Crucificação de Jesus Cristo

Os cadafalsos denominados "cruz" são feitos de duas peças de madeira "cruzadas", colocadas uma sobre a outra. Se a utilização da cruz foi disseminada pelo exercício da "justiça romana" no Oriente como em todas as regiões submissas a Roma, outros povos inventaram "pelourinhos" de morte semelhante ou equivalente.
Os carrascos romanos utilizam as cruzes para flagelar previamente os condenados. Por vezes, pressionados pelo tempo ou privados de mão de obra, utilizam simples estacas ou algum tronco bifurcado para atar e cravar as suas vítimas.

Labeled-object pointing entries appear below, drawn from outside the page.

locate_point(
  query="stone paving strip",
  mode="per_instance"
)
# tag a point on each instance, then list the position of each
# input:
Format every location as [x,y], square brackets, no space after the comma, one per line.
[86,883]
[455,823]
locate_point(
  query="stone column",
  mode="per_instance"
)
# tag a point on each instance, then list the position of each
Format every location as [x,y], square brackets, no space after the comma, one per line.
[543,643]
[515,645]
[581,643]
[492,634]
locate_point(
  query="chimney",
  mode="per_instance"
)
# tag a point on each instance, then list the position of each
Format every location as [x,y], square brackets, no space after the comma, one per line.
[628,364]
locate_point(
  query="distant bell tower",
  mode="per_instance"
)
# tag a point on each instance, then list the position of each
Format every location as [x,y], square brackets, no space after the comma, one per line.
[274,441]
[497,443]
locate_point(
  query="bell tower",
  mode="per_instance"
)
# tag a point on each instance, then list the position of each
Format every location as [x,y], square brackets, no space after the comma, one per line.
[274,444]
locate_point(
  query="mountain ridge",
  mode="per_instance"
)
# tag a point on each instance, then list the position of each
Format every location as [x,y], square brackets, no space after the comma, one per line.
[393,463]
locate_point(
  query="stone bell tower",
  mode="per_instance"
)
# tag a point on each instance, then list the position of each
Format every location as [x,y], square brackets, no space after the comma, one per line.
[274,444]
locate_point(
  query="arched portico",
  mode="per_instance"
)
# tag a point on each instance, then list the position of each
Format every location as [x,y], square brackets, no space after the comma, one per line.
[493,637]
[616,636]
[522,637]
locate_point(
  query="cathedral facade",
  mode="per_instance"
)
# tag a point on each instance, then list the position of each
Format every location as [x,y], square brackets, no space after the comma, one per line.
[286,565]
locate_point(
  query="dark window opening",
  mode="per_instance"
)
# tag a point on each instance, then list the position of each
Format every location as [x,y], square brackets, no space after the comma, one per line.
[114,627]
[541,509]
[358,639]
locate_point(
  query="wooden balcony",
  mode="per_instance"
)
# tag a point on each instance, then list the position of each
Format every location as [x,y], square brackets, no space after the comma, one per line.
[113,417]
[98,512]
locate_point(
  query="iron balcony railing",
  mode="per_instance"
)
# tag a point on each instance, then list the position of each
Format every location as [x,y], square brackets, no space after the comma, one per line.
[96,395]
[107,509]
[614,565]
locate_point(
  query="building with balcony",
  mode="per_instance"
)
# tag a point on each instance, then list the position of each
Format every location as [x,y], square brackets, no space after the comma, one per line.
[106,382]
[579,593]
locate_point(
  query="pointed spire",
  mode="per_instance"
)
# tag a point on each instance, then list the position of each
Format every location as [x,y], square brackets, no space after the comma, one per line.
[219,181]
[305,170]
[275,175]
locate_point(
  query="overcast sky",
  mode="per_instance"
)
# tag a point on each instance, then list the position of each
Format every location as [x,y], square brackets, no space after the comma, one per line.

As "madeiras de justiça" eram erigidas com as formas mais apropriadas, em cruz, em que os dois elementos sobrepostos (cruz em "tau"), ou encastrados transversalmente, de igual comprimento (cruz "grega"), ou não (cruz "latina"), se ajustava através de entalhes e encaixes.
O elemento vertical, munido ou não de um elemento saliente, é o assento rudimentar destinado a suster o peso do corpo para retardar a asfixia mortal que matará o crucificado com os músculos distendidos, imobilizado ao ser pregado no local reservado aos suplícios; o elemento horizontal, atado aos ombros e braços do condenado para a sua marcha para a morte, completa o dispositivo para cada execução. A crucificação era interdita aos "cidadãos romanos". Como Cristo não usufruía desta imunidade, Pilatos fê-lo crucificar em nome da justiça de Roma, apesar da pressão exercida pelos judeus revoltados. Para levar um condenado à cruz, era necessário um motivo legal, afixado na cruz nas línguas oficialmente reconhecidas: neste caso, hebreu, grego e latim. O procurador escolheu uma fórmula equívoca: ela sugere seguramente a esperada rebelião contra a autoridade do imperador. Os quatro evangelistas resumem-na de uma forma mais ou menos concisa: "Este é Jesus, o Nazareno, o rei dos Judeus".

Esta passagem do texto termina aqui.